June 2nd, 2005 by Troy Goodfellow · 7 Comments · Uncategorized

This year’s E3 Game Critics Awards will be televised on the testosterone fueled Spike TV. Given that these awards are being judged by industry experts, I hope there will be a little more class and maturity than has been on display at Spike TV’s annual game awards orgy, which usually has more rappers and B-movie actors than people actually connected to the industry. Given my lack of cable TV these days, I’ll catch the recap later.

Taking a quick glance at the judges for this event, I find it surprising that so many non-gaming publications have judges on the panel. Maxim Magazine? Rolling Stone? Time Magazine? CNN/Money? (On a side note, why are games usually put in the business or tech sections instead of the entertainment section?) No sign of my occasional platform, Computer Gaming Magazine though both of its rival US mags are represented. The big three game review sites are there, and so is Gamesdomain, once my favorite of them all. Some very capable judges on are the panel. Greg Kasavin, Marc Saltzman, Jeff Green – three of my favorite writers right there.

Zero women. ZERO. Why does this continually surprise me…

On to the games themselves. Well, the strategy and PC stuff.

The strategy category is all PC Games. While PC zealots might like to trumpet the continuing dominance of our favorite platform in this genre, the failure of game developers to find a way to make strategy work on the console might have serious ramifications for the health of the genre.

The titles are the usual suspects.

Age of Empires III (Ensemble Studios/Microsoft)
Civilization IV (Firaxis Games/2K Games)
Company of Heroes (Relic/THQ)
Rise of Nations: Rise of Legends (Big Huge Games/Microsoft)
Star Wars Empire At War (Petroglyph Games/LucasArts)

Spore was nominated in the simulation category, though it could fit here just as easily. It’s also a nominee for Best of Show, and it has to be the odds on favorite even though it is up against one of the three new consoles.

The strategy nominees are not an interesting bunch, sadly. I am looking forward to all of them, but only one of the five is not a franchise title. Company of Heroes looks like Combat Mission in real time, and could be the sleeper hit of the year. But most of the gaming press over the next twelve months will go to the new games from LucasArts and the three giants of strategy gaming – Meier, Reynolds and Shelley.
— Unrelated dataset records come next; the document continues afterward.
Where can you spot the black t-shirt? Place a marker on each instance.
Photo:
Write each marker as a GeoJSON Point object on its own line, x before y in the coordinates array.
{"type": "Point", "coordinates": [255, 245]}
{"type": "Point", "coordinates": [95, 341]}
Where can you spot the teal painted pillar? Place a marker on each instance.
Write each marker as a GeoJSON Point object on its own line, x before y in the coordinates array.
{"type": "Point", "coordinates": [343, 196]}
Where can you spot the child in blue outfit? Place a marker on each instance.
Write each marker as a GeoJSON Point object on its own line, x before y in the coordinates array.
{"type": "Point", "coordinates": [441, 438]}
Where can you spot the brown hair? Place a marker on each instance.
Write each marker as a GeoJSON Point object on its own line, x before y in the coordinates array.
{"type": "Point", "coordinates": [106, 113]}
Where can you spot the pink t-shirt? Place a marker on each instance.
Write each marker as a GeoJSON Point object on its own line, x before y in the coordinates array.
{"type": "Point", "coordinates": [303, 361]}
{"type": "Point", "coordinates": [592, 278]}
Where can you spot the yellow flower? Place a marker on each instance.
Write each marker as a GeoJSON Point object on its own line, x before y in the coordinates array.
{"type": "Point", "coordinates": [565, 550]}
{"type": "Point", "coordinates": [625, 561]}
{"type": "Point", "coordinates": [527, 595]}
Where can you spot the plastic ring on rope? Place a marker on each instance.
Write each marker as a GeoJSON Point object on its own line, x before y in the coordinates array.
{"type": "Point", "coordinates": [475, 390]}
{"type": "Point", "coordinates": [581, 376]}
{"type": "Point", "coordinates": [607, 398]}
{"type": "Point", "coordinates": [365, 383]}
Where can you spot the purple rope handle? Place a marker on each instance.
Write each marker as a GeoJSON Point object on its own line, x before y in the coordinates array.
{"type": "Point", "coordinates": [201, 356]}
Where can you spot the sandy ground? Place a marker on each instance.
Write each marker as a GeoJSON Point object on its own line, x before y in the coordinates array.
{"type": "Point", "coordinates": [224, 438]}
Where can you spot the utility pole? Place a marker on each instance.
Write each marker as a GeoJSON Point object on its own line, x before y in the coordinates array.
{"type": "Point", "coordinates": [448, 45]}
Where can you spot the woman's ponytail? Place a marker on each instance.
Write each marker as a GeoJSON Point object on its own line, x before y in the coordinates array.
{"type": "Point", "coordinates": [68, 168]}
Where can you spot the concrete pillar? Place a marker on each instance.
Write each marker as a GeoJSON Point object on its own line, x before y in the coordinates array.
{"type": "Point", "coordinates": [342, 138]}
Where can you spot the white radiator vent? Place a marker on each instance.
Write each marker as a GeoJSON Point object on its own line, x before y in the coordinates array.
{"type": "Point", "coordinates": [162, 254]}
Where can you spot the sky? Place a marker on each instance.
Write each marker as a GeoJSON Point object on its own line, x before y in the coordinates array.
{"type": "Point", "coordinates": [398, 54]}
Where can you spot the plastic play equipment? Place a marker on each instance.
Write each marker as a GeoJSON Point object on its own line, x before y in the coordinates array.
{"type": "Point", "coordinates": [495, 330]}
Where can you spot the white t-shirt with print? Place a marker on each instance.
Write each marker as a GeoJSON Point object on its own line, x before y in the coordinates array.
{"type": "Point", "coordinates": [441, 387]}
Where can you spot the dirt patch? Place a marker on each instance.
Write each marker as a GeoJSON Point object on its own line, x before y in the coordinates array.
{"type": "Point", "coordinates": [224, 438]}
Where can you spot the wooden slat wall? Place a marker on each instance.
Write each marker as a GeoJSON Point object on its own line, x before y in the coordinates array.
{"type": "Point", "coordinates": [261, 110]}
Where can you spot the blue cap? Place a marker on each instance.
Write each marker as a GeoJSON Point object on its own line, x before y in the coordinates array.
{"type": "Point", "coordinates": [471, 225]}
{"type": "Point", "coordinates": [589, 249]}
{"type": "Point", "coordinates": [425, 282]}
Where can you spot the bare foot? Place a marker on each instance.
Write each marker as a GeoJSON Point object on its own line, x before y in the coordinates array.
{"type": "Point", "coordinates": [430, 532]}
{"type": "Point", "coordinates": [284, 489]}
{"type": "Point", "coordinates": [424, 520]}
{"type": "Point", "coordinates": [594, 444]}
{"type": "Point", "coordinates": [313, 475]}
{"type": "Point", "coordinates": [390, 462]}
Though Rise of Legends is, to me, probably the most interesting title on the list, Age of Empires III or Empire at War are probably the favorites. Both have more finished at this point and Empire can cruise on the goodwill generated by a not-crappy movie.

Age of Empires III is also nominated for best PC Game, but is up against Spore. Even though we don’t know all that much about Spore at this point, the post-E3 buzz is so strong that it will be a major upset if it loses. And, if it does, Battlefield 2 or Prey are more likely winners than AoE.

Previous strategy winners do provide an interesting perspective on the genre.

2004 – Lord of the Rings: The Battle for Middle Earth (EA)
2003 – Rome: Total War (Creative Assembly/Activision)
2002 – Command and Conquer: Generals (EA)
2001 – Age of Mythology (Ensemble/Microsoft)
2000 – Black and White (Lionhead/EA) – Best of Show, Best PC Game, Best Original
1999 – Homeworld (Relic/Sierra)
1998 – Homeworld (Relic/Sierra) RTS
1998 – Alpha Centauri (Firaxis/EA) TBS

First, there have been no turn based winners since they had a turn based specific award in 1998.
Second, there is no vaporware here, though the E3 awards have often been criticized for giving awards to games that are nowhere near finished. ((Both Homeworld and Black and White did win some sort of award in two consecutive years, but neither missed a release date by more than a year.)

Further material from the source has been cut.